To switch to a different domain, disconnect the current one first, then add the new one in the field and update your registrar to point the new subdomain at host.clientseoreporting.com.
Troubleshooting
Status has been “Pending DNS” for more than an hour
Most of the time this is one of these:
- The Target is wrong. It must be exactly
host.clientseoreporting.comwith nohttps://and no extra characters. - On Cloudflare, the proxy is enabled (orange cloud). Set it to DNS only (gray cloud).
- There’s a conflicting A or AAAA record on the same subdomain. Delete it. CNAME only.
- There’s an existing CNAME on the same subdomain pointing somewhere else.
You can confirm what your DNS is actually serving with dnschecker.org (search your subdomain, choose CNAME).
“This domain is linked to another Vercel account”
Add the TXT records shown in the Custom domain card (covered in the section above), then click Check status.
“Your account is already using another domain”
We enforce one custom domain per RightBlogger account, shared across all your reports. Disconnect the existing domain first, then add the new one.
“Enter a valid domain”
The value must be a real subdomain (lowercase letters, numbers, hyphens, and periods). No paths, no protocols, and no .vercel.app domains.
Domain shows Verified but my custom slug returns a 404
Use the exact slug shown in the settings panel (slugs are case sensitive). Slugs are also limited to a single path segment, so /acme works but /acme/2024 does not.
FAQs
Do I have to do this for every client?
No. One domain covers every report on your account. Each new client report you create gets your domain automatically.
Can I use my apex domain like youragency.com?
No, use a subdomain. CNAME records aren’t supported on apex (root) domains by most registrars, so reports.youragency.com works but youragency.com doesn’t.
What if I host my marketing site on the same root domain?
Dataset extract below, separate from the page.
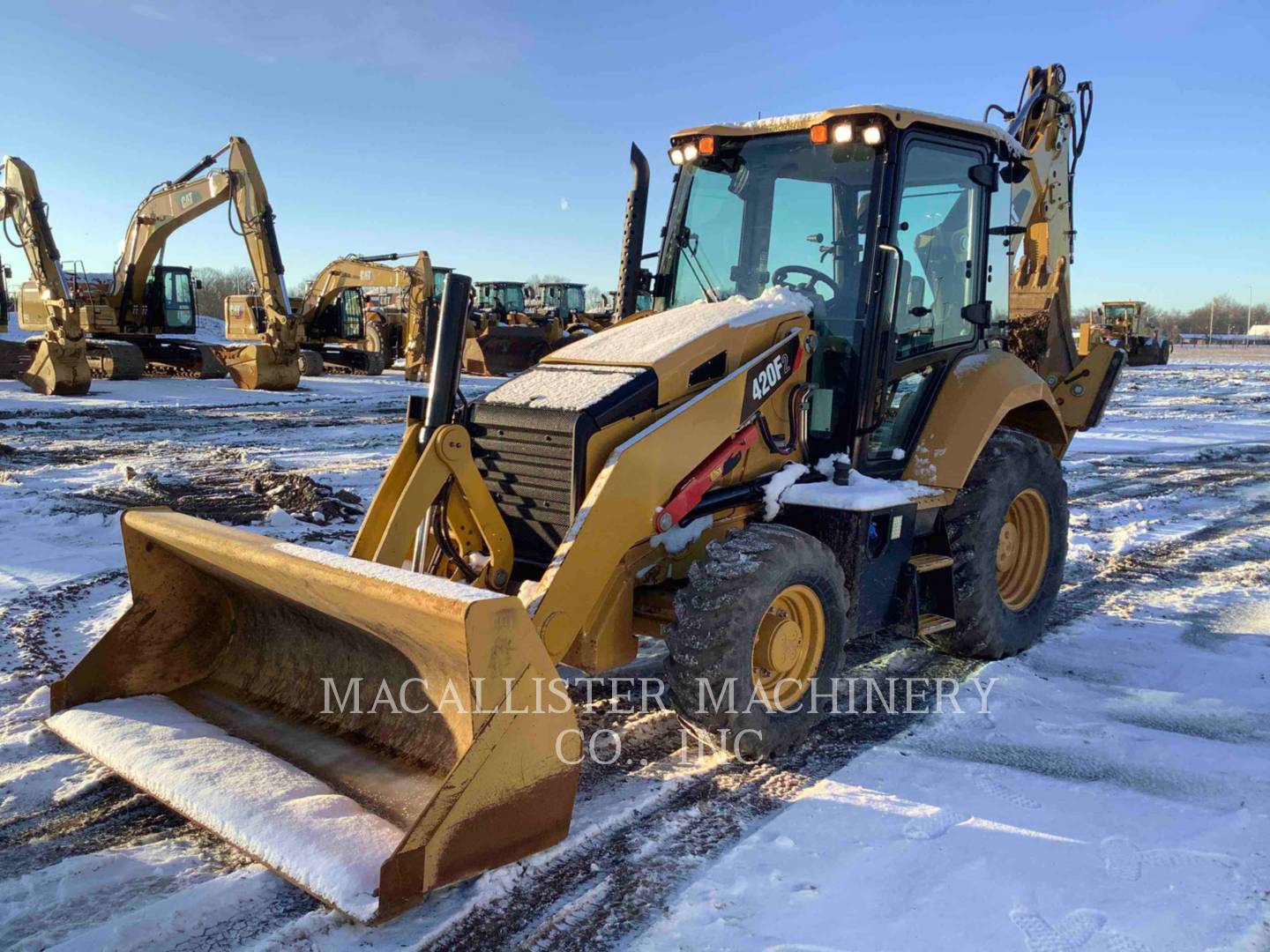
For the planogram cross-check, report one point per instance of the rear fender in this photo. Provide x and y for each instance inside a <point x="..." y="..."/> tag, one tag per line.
<point x="983" y="391"/>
Fine. The subdomain you use for reports is independent of whatever lives at the root domain or other subdomains. Your main site at youragency.com and your reports at reports.youragency.com don’t interact.
How long does SSL take?
Usually under a minute after DNS verification completes. You don’t need to do anything for SSL to work.
Can clients see this is RightBlogger underneath?
No. The page, the URL, and the SSL certificate are all on your domain. There’s no RightBlogger branding visible to the client.
Can I export the report as a PDF from my custom domain?
Yes. PDF export works the same way whether you’re on the default URL or a custom domain.